Monday, Sep. 16, 1946
Slam-Bang in New York
New York's political campaign began suddenly and fiercely last week, the day after the nominating conventions. Tom Dewey, renominated for Governor by the G.O.P., came out swinging at the Democratic ticket, linking it with the red-rimmed American Labor Party and the C.I.O.'s Political Action Committee. Cried Prosecutor Tom: the A.L.P. is "dominated by the left-wing line of a foreign power." A slambang, right-v.-left battle was on, and both parties welcomed it.
At their cut-&-dried convention in Albany, the Democratic bosses brayed that their party holds the sole patent on liberalism. The delegates, most of whom went to Albany in a nervous chill of defeatism, were warmed by the appearance of Eleanor Roosevelt as keynoter, gave her an affectionate ovation, cheered her as she struck another campaign chord: the G.O.P. is the party of "backward conservatives."
There was never any doubt that tall, toothy Senator Jim Mead would be nominated for Governor and 68-year-old Herbert H. Lehman, ex-Governor and ex-director of UNRRA, for Senator.
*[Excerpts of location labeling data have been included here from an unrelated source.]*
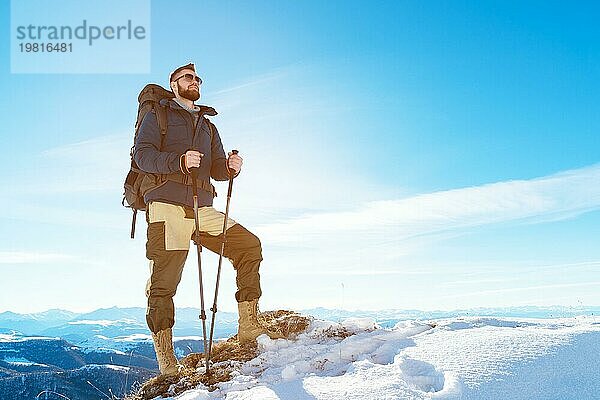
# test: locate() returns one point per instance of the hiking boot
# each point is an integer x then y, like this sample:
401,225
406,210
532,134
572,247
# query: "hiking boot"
249,328
165,355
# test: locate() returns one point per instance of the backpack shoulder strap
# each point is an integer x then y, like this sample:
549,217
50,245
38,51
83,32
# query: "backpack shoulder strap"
161,119
210,128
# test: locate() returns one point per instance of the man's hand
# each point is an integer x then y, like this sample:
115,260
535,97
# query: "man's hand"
192,159
234,162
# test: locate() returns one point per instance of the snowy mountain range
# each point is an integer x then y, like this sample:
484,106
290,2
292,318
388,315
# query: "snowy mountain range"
109,351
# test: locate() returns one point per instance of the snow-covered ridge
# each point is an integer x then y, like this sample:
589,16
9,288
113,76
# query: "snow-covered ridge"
456,358
103,322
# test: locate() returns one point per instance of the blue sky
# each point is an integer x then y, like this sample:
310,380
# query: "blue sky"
430,155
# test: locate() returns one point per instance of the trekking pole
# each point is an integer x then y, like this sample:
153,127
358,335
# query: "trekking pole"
199,250
214,306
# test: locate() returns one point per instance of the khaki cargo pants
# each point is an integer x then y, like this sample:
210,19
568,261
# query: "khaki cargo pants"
170,230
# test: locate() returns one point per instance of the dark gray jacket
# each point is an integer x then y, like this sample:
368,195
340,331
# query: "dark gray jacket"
161,161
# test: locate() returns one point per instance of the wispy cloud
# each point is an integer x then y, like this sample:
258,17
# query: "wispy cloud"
15,257
559,196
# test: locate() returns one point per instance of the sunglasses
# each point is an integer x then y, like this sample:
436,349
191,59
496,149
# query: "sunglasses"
190,77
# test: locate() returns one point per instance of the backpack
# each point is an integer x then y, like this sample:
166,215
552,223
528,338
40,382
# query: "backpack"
148,101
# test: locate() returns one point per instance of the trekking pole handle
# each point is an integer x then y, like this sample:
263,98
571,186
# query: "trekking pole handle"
231,175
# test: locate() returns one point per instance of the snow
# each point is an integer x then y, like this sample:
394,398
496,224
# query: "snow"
103,322
488,358
19,338
106,366
22,362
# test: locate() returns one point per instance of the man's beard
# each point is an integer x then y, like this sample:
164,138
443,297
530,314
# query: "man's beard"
190,94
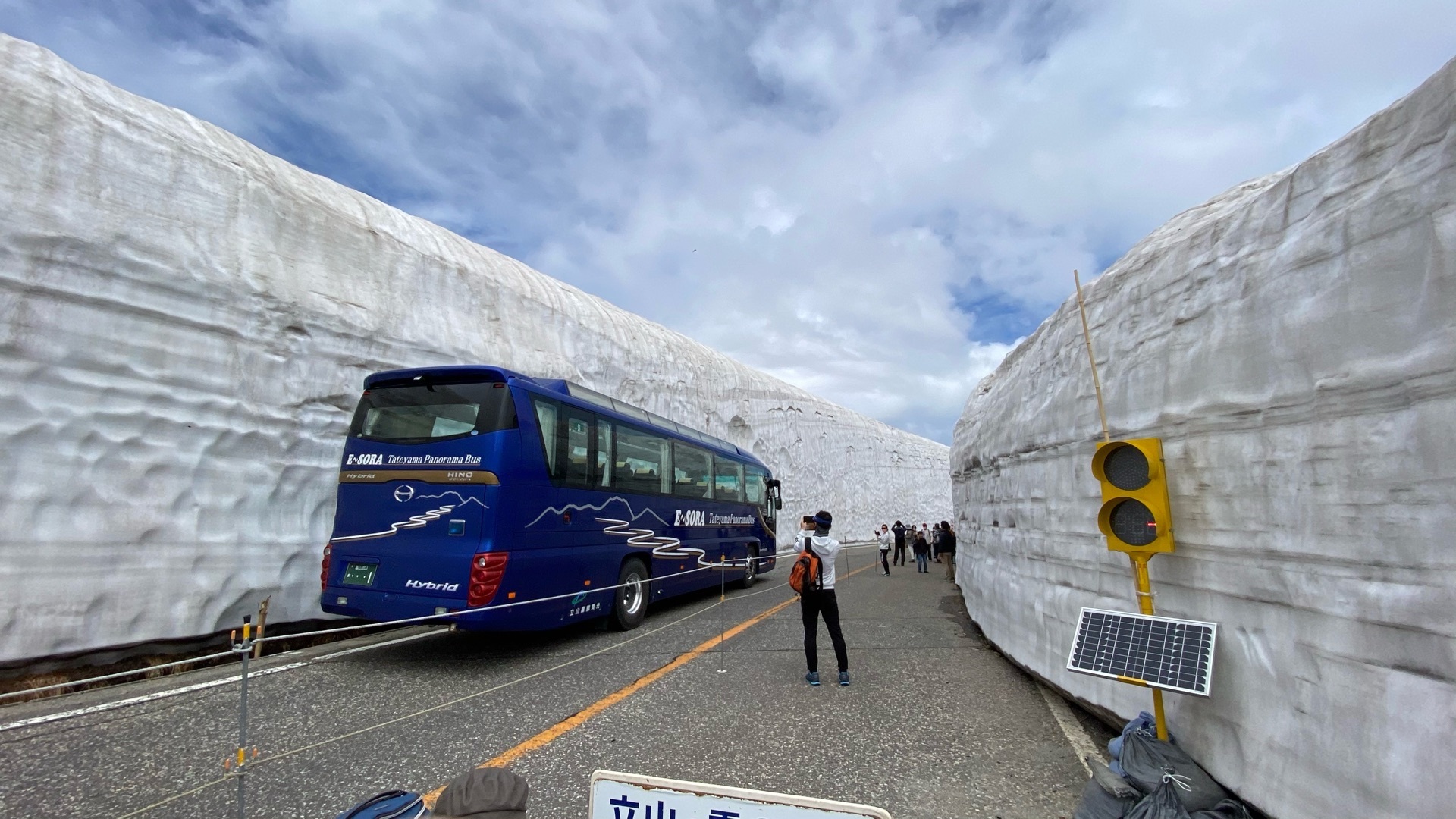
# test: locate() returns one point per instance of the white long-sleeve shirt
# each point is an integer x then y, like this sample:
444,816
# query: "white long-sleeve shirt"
827,548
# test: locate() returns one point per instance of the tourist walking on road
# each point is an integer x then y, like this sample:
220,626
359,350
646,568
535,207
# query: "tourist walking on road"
819,598
886,539
922,556
948,550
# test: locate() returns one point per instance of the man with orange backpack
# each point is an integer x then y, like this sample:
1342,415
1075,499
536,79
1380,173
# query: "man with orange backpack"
817,598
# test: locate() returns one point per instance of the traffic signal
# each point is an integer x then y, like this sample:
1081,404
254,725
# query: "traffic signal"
1134,515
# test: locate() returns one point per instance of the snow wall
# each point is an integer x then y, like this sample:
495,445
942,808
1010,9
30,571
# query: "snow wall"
1293,343
185,324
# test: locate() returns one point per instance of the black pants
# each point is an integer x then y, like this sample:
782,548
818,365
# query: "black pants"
813,605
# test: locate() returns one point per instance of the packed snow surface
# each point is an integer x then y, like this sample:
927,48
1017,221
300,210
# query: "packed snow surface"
1293,344
185,324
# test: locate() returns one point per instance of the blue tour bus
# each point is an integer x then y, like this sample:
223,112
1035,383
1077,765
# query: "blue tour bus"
473,485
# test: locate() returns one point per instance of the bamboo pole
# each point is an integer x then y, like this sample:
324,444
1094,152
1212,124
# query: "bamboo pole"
1087,334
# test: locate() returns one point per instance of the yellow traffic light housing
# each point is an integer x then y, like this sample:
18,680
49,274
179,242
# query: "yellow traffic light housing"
1134,516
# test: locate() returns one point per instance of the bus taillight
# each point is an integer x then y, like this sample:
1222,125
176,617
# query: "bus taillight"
487,570
324,567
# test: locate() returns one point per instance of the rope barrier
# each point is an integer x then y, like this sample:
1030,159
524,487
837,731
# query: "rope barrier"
721,602
394,623
456,701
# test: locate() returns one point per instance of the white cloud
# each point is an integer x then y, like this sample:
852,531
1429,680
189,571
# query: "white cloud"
871,200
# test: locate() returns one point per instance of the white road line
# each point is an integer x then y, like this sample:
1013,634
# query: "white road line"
1078,738
200,686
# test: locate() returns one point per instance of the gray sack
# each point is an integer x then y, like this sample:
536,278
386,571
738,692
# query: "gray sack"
1147,761
1163,803
1097,803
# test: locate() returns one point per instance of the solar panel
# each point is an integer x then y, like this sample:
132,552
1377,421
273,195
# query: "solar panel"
1163,651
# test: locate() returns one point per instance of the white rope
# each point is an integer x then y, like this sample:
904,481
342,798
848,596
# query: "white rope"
405,621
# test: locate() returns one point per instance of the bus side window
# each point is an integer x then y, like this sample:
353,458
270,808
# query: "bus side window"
756,483
579,439
639,463
604,457
691,471
546,420
727,479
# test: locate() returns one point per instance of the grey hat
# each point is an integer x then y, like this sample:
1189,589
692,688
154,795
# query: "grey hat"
484,793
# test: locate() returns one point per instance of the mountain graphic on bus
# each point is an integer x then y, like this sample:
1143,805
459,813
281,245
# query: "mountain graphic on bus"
417,521
622,526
That had been settled long ago. The problems facing the bosses were 1) how to sew up A.L.P. support and 2) add at least one fresh face to the ticket.
So the bosses and Mrs. Roosevelt got together in a traditionally smoke-heavy private dining room of Albany's Hotel DeWitt Clinton the night before the convention. To satisfy the A.L.P. and P.A.C. they picked slender, sharp-faced Henry Epstein, onetime State Solicitor General and a member of P.A.C.'s national executive committee, for a 14-year State Court of Appeals judgeship. To add a bit of luster to the slate, they drafted Albany's 36-year-old Mayor Erastus Corning II, an ex-G.I. and Yaleman, for Lieutenant Governor.
"Rastus" Corning is a captive of Albany's notorious O'Connell machine, but the convention stage managers built a whoop-it-up show around him, paraded him, Jim Mead and dignified Herbert Lehman around the hall in red jeeps, got set to make a drive for the veterans' vote.
Down: Two Generals. Thirty-eight miles to the north, at the same time, in the decaying grandeur of Saratoga Springs' rambling Grand Union Hotel, Republican straw bosses went through their well-trained paces. But they had only one problem: who for Senator?
Tom Dewey's trial balloon for Lieut. General Hugh A. Drum had been punctured, largely by the Republican press, which pointed out that General Drum was old (67), virtually unknown, without experience, and had only registered as a Republican a year ago.
Soon the managers got word from Governor Tom in Albany. His man for the Senate now was 50-year-old Irving M. Ives, a veteran of World War I, majority leader of the State Assembly, dean of Cornell University's School of Industrial and Labor Relations. Dewey's nod to Ives put a fatal chill on the boosters for Major General "Wild Bill" Donovan (TIME, Sept. 2). A respected legislator, with a good record on labor relations, Mr. Ives grasped his opportunity gratefully.
Politicians of both parties agreed that Jim Mead would have to put on a whale of a show, with help from Mr. Truman, to beat Dewey. They also agreed the Lehman-Ives race would be close.